INFILTRADO NA KLAN: A NECESSIDADE DE SE DISCUTIR A INTOLERÂNCIA EM PLENO SÉCULO XXI
- Carol Fung
- Jan 27, 2019
- 7 min read
Updated: May 21, 2019

BlacKkKlansman (Infiltrado na Klan), escrito e dirigido por Spike Lee, é um filme de agosto de 2018 que teve seu roteiro baseado na história real de Ron Stallworth, um detetive negro que nos anos 70 comandou uma investigação sobre a Ku Klux Klan. Stallworth se infiltrou na “organização” e se tornou um dos muitos heróis americanos que a história não cita por pertencerem às chamadas “minorias”. O longa, que é estrelado por John David Washington (Stallworth) e Adam Driver (Flip Zimmerman), foi indicado à Palma de Ouro e levou o Grand Prix do Festival de Cannes em 19 de maio de 2018.
Spike Lee prova, através do roteiro, ser um cineasta que tem algo a dizer e que não irá se calar. A história nos faz experienciar uma completa imersão em uma sociedade extremamente intolerante. A partir da visão de um jovem negro que sonhava em ser policial, o filme expõe todo o racismo que transbordava na polícia americana. A cidade de Colorado Springs nunca havia tido um policial negro e na época já haviam sido reportadas diversas denuncias sobre abuso de poder por parte dos oficiais ao abordarem negros por puro preconceito e sem prova nenhuma de que haviam infringido a lei de alguma maneira. Ao entrar para a polícia, Ron Stallworth experienciou diversas ofensas por parte de seus colegas, mas nunca se sentiu afetado pois estava realizando um sonho. Em entrevista à BBC News em outubro de 2017 Stallworth disse "Quando me entrevistaram (em Colorado Springs) me perguntaram como eu me sentiria em um ambiente no qual algumas pessoas tinham uma atitude negativa em relação a negros. Eu respondi que cuidaria dos meus assuntos”.

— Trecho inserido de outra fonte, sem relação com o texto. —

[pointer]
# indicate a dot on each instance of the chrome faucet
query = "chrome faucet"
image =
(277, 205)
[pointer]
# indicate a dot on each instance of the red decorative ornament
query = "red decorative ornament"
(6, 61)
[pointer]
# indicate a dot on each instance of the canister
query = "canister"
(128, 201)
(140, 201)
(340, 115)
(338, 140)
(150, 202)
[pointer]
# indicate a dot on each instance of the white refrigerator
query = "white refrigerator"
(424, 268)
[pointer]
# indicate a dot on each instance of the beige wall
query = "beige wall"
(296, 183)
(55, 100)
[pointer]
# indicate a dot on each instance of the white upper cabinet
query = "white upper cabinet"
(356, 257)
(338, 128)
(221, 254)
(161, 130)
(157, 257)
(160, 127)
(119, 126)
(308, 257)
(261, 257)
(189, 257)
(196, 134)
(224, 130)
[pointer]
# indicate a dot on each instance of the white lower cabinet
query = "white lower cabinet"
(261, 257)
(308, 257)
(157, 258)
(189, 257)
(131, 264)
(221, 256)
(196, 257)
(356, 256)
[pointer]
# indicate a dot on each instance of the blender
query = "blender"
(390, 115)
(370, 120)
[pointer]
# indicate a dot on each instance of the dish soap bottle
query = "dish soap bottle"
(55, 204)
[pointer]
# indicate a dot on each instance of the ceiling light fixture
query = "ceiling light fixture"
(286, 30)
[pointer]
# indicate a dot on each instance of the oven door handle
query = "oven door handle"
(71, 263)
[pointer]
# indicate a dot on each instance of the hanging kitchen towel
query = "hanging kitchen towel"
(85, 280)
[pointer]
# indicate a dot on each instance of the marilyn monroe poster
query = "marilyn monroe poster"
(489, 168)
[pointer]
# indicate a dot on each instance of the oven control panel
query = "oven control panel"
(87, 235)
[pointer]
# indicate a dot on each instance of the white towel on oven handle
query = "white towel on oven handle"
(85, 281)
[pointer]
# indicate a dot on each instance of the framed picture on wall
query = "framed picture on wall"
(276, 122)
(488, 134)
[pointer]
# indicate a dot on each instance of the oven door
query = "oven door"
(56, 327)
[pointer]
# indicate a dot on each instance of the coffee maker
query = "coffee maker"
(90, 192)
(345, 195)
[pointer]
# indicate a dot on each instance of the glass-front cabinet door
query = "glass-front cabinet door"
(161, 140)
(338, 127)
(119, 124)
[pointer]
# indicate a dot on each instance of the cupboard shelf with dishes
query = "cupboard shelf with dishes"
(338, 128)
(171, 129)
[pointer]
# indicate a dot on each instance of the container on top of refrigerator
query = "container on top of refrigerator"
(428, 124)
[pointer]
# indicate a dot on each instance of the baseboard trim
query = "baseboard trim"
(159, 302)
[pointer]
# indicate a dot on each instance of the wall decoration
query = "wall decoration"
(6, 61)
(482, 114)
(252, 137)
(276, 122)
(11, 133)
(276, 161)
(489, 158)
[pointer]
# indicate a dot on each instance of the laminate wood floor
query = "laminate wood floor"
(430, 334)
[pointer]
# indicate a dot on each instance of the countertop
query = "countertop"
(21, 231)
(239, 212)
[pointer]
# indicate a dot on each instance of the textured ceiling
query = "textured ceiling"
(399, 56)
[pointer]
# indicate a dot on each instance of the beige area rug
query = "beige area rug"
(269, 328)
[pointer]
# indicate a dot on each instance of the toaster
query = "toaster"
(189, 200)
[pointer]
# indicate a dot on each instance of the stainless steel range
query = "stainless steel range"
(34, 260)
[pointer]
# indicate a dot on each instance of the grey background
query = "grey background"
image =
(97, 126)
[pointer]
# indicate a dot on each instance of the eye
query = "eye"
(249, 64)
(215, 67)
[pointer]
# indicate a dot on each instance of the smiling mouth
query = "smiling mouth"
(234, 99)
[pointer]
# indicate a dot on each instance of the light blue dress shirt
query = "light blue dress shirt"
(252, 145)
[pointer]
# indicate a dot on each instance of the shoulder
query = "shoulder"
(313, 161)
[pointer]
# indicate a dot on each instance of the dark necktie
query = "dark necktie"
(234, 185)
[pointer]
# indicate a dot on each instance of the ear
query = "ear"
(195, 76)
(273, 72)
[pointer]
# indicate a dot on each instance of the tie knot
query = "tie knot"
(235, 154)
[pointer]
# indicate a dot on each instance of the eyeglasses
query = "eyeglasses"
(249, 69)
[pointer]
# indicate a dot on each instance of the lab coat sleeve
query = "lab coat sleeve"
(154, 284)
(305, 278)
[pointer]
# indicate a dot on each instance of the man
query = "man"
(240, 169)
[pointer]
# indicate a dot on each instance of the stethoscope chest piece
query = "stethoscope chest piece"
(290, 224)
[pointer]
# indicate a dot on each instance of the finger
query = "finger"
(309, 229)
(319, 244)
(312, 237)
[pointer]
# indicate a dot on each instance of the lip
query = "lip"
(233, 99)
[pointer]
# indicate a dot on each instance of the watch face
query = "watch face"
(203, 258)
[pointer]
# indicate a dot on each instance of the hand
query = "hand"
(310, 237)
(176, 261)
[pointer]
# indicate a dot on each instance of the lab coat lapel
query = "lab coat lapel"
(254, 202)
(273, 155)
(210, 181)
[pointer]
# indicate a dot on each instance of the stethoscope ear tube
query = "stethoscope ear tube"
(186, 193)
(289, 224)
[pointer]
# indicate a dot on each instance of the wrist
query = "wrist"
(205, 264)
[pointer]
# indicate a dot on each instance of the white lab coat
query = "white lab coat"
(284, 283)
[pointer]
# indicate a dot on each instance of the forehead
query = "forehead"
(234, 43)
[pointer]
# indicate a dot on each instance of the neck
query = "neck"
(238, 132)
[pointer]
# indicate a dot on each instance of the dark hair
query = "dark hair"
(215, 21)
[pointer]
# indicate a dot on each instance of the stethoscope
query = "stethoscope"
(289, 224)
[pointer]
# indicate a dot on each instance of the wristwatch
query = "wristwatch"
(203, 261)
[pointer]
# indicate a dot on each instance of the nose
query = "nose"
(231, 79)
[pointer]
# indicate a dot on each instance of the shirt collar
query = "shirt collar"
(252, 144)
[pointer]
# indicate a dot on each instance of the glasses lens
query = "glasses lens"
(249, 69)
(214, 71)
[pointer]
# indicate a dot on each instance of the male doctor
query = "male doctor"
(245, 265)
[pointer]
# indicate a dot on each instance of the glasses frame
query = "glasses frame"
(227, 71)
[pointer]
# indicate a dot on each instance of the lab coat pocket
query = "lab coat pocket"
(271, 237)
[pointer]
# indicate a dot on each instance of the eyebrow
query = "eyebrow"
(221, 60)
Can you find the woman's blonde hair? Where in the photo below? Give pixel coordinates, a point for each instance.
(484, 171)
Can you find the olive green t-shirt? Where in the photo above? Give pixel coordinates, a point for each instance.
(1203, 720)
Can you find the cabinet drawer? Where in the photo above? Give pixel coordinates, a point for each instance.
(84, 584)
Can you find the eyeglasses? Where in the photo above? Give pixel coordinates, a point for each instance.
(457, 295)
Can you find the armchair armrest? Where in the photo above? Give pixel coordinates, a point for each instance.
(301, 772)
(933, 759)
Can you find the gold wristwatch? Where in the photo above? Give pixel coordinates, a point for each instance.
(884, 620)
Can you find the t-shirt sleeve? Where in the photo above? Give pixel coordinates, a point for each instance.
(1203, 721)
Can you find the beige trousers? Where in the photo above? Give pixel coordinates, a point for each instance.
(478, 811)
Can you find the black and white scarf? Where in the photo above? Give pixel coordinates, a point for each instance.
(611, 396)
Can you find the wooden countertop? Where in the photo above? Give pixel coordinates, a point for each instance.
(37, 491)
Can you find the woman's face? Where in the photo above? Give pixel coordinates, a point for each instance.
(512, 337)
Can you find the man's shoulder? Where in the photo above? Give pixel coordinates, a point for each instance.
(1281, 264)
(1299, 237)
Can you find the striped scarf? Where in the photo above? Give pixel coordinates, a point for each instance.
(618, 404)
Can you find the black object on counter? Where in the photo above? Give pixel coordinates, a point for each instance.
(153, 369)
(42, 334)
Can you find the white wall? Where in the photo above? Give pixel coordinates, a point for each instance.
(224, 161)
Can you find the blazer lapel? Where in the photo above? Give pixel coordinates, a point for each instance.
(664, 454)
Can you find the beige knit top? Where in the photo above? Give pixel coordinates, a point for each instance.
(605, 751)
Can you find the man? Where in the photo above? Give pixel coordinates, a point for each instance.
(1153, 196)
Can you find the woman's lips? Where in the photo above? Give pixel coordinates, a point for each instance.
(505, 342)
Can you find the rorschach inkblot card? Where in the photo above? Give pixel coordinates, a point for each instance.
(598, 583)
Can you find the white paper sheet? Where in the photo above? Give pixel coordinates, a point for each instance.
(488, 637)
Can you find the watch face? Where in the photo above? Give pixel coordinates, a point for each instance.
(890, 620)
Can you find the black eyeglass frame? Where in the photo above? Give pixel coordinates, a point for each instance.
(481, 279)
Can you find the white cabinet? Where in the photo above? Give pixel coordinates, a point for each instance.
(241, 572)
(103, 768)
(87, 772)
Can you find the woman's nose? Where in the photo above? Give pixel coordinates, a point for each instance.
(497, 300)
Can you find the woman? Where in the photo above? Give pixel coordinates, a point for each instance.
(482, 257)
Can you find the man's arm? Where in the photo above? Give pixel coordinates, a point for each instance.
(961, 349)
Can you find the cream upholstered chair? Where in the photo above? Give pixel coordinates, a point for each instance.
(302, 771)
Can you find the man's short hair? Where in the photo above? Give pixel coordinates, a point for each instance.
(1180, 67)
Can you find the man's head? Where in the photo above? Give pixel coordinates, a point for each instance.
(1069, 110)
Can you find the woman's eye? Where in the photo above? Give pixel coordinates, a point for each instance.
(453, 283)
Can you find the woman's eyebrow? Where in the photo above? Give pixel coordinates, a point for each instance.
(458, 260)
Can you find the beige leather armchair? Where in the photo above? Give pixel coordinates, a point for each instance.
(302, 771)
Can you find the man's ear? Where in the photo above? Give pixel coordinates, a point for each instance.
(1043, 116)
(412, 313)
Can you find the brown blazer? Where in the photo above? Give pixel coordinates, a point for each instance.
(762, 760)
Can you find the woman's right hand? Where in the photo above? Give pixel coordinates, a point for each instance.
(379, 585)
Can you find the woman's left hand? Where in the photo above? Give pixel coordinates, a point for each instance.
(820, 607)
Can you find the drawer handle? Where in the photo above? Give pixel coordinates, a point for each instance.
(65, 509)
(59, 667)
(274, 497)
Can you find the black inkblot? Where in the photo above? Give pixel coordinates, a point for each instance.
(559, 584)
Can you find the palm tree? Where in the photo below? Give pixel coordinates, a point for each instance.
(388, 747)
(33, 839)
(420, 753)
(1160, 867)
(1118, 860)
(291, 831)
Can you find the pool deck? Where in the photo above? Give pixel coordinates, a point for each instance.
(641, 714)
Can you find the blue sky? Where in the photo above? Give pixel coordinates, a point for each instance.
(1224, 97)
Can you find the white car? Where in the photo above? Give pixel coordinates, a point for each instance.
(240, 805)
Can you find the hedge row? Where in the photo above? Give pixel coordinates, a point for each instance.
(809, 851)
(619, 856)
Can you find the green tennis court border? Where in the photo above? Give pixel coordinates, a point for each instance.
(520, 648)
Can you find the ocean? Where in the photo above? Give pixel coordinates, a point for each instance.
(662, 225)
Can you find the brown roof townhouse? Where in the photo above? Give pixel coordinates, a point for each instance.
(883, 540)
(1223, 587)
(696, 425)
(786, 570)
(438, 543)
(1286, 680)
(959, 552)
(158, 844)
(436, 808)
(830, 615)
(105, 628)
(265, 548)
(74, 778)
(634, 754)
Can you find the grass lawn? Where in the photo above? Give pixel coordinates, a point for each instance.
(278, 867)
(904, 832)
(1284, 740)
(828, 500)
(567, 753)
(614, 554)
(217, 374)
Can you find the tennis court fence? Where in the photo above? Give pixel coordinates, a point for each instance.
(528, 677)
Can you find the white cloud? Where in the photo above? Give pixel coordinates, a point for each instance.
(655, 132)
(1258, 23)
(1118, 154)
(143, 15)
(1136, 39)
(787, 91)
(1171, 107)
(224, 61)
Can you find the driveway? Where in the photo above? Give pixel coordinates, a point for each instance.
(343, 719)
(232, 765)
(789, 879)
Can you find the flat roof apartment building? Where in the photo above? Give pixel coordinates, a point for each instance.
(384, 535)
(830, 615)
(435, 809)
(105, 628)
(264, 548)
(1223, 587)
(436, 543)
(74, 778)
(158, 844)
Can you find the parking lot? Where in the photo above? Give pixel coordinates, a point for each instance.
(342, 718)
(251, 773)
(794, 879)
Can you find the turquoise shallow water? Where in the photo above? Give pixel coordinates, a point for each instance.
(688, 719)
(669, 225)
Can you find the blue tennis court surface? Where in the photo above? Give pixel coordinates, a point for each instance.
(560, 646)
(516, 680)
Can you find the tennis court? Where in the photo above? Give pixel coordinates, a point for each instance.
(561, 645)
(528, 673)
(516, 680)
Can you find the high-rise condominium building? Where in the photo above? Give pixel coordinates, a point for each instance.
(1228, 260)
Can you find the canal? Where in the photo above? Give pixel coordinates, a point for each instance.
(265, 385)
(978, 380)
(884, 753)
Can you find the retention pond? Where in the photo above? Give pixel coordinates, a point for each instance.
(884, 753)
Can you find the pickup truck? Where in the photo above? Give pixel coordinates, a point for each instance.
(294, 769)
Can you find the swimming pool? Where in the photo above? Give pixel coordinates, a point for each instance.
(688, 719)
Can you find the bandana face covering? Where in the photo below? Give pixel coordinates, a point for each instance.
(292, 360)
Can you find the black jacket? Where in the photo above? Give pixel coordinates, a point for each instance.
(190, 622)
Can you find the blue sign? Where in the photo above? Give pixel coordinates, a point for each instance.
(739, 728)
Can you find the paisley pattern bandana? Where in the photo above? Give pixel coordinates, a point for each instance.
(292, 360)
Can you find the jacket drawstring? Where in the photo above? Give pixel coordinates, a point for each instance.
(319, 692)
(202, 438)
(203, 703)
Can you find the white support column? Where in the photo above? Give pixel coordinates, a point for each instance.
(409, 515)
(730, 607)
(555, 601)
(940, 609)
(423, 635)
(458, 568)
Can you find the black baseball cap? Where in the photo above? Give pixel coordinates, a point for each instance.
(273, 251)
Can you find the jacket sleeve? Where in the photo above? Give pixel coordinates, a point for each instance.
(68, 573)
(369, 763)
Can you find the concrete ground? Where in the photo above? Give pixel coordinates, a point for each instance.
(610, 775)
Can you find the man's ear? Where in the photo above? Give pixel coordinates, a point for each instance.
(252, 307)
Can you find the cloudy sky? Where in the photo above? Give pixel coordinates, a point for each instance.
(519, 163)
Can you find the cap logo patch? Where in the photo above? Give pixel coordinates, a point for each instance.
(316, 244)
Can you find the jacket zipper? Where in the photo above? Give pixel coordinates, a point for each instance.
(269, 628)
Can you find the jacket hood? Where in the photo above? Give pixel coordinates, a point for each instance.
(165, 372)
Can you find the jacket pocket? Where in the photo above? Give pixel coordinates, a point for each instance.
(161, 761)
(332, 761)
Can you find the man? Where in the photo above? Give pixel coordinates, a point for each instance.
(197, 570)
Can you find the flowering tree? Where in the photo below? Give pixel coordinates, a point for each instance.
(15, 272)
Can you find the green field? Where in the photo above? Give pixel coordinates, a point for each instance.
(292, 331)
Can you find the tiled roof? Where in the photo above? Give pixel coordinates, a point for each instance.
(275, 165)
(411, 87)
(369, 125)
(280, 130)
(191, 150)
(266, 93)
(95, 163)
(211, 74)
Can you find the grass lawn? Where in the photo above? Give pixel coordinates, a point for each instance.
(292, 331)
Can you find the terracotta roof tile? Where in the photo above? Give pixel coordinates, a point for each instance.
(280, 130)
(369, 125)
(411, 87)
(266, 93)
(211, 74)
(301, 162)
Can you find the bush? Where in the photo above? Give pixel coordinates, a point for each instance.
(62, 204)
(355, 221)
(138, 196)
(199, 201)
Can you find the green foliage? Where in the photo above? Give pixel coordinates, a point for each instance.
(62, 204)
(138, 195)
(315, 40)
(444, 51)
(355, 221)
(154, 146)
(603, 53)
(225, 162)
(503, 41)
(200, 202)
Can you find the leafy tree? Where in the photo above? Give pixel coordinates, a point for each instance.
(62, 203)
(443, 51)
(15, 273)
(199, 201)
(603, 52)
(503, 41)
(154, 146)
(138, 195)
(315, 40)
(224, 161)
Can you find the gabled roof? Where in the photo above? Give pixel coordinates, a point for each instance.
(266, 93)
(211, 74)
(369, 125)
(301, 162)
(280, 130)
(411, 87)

A trama construída por Lee prende a atenção do começo ao fim com a simples utilização de recursos ligados à comédia. O filme em geral tem um tom irônico que fortalece a critica à supremacia branca e à extrema-direita e faz crescer o sentimento de indignação no expectador. Vivemos tempos muito sombrios e vemos a todo momento lideres que reforçam o discurso de ódio às minorias. Lideres de países influentes voltaram a falar abertamente sobre seus sentimentos racistas, xenófobos, misóginos e machistas. O enredo do filme já é completamente crível por termos a certeza de que não se trata de uma ficção e esse fato se torna ainda mais sólido quando é exibido para um público que está vivendo novamente essa realidade.
Em certo momento do filme há um diálogo entre um policial branco e Stallworth sobre a possibilidade de David Duke (lider da KKK) vir a ser presidente. O jovem negro diz que o povo nunca aceitaria um líder que falasse tantas barbaridades publicamente e o policial retruca dizendo que ele é “muito ingênuo para um jovem negro”. Esse diálogo sintetiza a crítica principal do longa, que traz no final cenas reais dos protestos e ataques realizados pelos grupos de supremacia branca em Charlottesville em 2017 intercalados com discursos do presidente Donald Trump, em que ele não se posiciona contra o ódio.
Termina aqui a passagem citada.